Should You Still Carry Your Business Card Around?
Business cards seem to be the talk of the town at the moment. In the last week alone I’ve read two articles published by prominent business websites talking up the importance of having a business card.
Fantastic. Couldn’t agree more – they are an essential networking tool.
According to both articles, we should also resign ourselves to the paper handshake, with paper business cards here to stay.
Wait, What?
In today’s digital age, are we really suggesting that a 2” by 3.5” piece of paper with our contact details printed on it is the best we can do?
Shall we store the cards in our 1980s Filofax?
Intrigued, I considered the arguments made in the articles. Words like ‘easy’, ‘seamless’, ‘personal’, ‘cheap’ and ‘portable’ were bandied about.

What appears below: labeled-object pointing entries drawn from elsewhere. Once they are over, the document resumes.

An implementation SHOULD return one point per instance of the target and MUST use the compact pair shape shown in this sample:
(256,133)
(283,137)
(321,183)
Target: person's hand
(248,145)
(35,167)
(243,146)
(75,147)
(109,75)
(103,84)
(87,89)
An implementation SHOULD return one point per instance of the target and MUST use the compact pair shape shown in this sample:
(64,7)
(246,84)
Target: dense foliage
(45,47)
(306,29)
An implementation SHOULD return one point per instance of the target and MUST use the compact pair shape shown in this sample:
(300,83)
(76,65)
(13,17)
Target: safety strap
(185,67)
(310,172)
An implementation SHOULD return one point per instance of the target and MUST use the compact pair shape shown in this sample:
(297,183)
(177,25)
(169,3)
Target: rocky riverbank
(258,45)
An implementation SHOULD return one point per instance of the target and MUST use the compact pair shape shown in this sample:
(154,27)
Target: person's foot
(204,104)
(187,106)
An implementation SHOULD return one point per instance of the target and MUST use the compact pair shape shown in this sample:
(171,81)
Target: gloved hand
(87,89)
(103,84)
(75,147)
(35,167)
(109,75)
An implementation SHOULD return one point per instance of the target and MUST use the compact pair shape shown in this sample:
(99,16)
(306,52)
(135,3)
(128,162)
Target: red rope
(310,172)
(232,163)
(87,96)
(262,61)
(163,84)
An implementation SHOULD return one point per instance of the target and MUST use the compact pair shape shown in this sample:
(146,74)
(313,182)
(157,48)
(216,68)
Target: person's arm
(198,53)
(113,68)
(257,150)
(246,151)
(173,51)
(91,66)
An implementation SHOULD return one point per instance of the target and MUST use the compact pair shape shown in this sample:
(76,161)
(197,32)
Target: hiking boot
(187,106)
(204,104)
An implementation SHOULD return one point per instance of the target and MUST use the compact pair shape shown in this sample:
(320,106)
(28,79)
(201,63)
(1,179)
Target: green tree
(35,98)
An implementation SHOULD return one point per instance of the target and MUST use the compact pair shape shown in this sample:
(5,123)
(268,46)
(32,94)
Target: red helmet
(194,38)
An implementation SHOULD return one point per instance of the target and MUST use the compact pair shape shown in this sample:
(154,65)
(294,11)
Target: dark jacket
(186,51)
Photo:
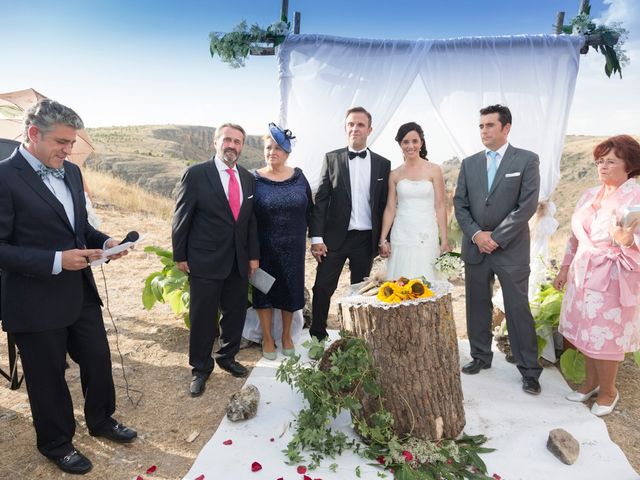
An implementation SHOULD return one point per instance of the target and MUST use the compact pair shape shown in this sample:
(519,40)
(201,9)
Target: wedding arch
(321,76)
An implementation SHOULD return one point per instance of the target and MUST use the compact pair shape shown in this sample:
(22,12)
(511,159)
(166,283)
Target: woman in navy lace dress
(282,204)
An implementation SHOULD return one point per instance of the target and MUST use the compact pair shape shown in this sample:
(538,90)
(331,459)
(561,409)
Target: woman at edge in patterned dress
(601,269)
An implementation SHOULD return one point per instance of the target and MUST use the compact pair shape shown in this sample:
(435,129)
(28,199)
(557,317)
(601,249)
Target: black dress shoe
(117,433)
(474,366)
(198,385)
(531,385)
(233,367)
(74,462)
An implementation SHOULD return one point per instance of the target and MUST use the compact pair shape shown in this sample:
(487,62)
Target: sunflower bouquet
(404,289)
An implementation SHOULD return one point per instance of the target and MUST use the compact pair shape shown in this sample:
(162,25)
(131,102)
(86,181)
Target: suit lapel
(502,168)
(216,184)
(32,179)
(375,169)
(247,191)
(74,185)
(343,168)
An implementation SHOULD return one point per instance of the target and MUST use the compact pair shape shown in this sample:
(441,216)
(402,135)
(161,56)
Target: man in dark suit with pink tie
(215,241)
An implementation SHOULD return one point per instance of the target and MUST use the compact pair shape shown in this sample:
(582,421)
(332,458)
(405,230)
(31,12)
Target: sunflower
(390,292)
(418,290)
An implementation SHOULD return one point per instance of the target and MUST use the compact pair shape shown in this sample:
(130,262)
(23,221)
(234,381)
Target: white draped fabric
(321,76)
(534,75)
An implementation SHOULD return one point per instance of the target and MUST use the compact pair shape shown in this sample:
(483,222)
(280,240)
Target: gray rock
(243,405)
(8,415)
(562,444)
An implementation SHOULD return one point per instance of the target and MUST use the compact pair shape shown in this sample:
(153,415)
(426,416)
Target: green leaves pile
(169,285)
(614,53)
(545,309)
(338,382)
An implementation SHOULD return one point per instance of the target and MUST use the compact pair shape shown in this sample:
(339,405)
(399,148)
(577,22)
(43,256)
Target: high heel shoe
(602,410)
(269,355)
(577,396)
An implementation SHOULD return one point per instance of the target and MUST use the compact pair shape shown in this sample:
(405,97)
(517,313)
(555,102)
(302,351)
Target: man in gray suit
(496,195)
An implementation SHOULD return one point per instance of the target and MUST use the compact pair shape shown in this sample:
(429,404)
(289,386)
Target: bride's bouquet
(449,264)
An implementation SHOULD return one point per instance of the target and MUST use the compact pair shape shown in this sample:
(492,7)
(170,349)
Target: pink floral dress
(600,311)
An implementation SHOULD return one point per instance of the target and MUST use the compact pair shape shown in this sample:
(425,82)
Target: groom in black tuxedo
(347,215)
(50,303)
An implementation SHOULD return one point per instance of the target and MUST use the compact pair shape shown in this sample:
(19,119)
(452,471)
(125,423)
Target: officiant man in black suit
(347,214)
(215,241)
(50,303)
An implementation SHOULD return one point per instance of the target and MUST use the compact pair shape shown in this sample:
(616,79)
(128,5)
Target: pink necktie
(234,193)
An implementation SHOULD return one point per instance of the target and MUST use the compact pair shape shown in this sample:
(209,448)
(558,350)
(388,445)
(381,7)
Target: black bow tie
(353,155)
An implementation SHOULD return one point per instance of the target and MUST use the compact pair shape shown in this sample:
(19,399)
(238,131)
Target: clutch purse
(630,214)
(262,280)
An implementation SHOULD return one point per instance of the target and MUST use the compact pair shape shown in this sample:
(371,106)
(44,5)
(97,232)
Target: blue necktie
(493,167)
(43,171)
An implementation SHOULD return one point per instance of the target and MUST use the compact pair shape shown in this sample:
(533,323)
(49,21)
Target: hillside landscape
(155,156)
(150,348)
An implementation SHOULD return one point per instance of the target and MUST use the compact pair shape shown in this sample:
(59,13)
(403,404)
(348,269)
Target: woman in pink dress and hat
(601,269)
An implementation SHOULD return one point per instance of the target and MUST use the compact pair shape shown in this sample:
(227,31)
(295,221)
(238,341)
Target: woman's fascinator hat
(281,137)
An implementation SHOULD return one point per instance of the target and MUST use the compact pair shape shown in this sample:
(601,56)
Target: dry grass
(108,190)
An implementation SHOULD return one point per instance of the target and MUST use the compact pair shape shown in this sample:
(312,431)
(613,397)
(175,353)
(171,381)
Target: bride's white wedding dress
(415,244)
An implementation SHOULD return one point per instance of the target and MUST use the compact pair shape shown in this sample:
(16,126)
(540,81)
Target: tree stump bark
(415,349)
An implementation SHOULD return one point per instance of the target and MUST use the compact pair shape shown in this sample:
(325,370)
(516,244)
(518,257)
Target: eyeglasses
(609,163)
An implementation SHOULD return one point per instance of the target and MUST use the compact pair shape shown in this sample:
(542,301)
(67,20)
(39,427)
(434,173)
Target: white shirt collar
(30,158)
(500,151)
(222,167)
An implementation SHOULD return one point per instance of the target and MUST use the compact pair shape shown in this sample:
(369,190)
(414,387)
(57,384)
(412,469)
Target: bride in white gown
(415,212)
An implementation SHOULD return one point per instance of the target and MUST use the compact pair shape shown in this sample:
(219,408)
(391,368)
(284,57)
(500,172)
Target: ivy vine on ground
(336,383)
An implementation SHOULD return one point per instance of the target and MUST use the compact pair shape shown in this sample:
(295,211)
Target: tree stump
(415,349)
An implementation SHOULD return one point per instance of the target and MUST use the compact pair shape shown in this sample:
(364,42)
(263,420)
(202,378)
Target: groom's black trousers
(356,248)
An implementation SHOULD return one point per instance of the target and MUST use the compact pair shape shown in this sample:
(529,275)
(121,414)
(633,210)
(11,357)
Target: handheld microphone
(132,236)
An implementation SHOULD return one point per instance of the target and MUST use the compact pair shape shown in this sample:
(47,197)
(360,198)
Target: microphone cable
(127,387)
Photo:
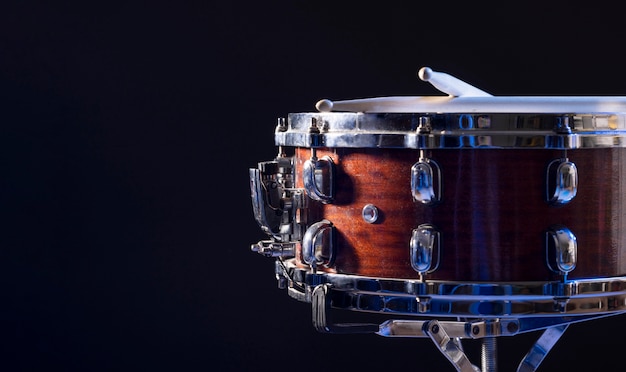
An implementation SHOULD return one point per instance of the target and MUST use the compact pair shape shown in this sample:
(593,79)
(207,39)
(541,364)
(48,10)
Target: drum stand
(447,335)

In Patrick Allan’s article on LifeHacker, titled Why Business Cards Still Matter (and How to Effectively Use Yours), he sums up the business case for the paper business cards as follows:
“There are lots of ways to get into people’s contact lists, but business cards are still a mainstay in the professional world. They’re cheap, simple, and efficient at delivering all the information you need to hand off.”
I agree with the premise (cheap, simple & efficient) – but I don’t buy-in to the conclusion. The fact of the matter is, until now, there has not been a viable digital alternative that has achieved this.
While there have been close to 100 attempts to disrupt paper business cards, not one has succeeded to a level which even remotely threatens their existence.
Even Google and LinkedIn have tried, but failed.
The problem with previous efforts is that they work quite nicely if both people sharing cards either have the same phone or the same app, which is clearly never going to work as part of a mainstream solution.
Or, in those apps that can communicate universally across devices, there is no more functionality than what a paper rectangle can offer – nothing updates, there is nothing clever about them.
So without any incentive to change behaviour and with more than 90 percent of these apps charging a subscription fee, indeed, why would you bother ditching paper business cards?
Attention, Patrick and fellow pro-paper pushers! Don’t lose hope!
Haystack is different because not only is it completely free, but it is truly universal – it will work with anyone, for anyone, on any internet connected device – phones, tablets, Macs, PCs, even your Smart TV.
It is also auto-updating. So unlike that pile of cards that you keep in your top drawer, the cards you scan with Haystack will never go out-of-date.
And as for ease of “getting on people’s contact lists”, I would argue that a Haystack card with the capability to be added to someone’s phone contacts at the tap of a button at the time of exchange would have higher probability of appearing there than a paper card that needs to navigate the manual labour pitfalls of handshake to hard drive.
For my money, I find it hard to imagine these scraps of paper we have become so accustomed to won’t be replaced by a digital counterpart in the very near future.
Our purses and wallets are swiftly being superseded by our phones. They may not be dead just yet, but they’re well on their way. Fingerprint scanners, contactless payments, wearable technology… the way we pay for things and identify ourselves is changing. It’s not unrealistic to think that soon we will leave home only with our phone/ smart device, and nothing more.
And what of the paper business card in this future? Will we carry a special holder just for them? Not likely. Grace our potential business contacts with a crumpled piece of paper dug out from our back pocket? How very professional.
No.
The fact of the matter is that we still, and will always need the ‘function’ of a business card. But we don’t need the ‘paper’ itself any more. Thanks to Haystack, the logistical benefit of the universal ease of exchange that paper business cards used to enjoy is dead. And without sounding too macabre, so too are paper business cards – it’s just a matter of time.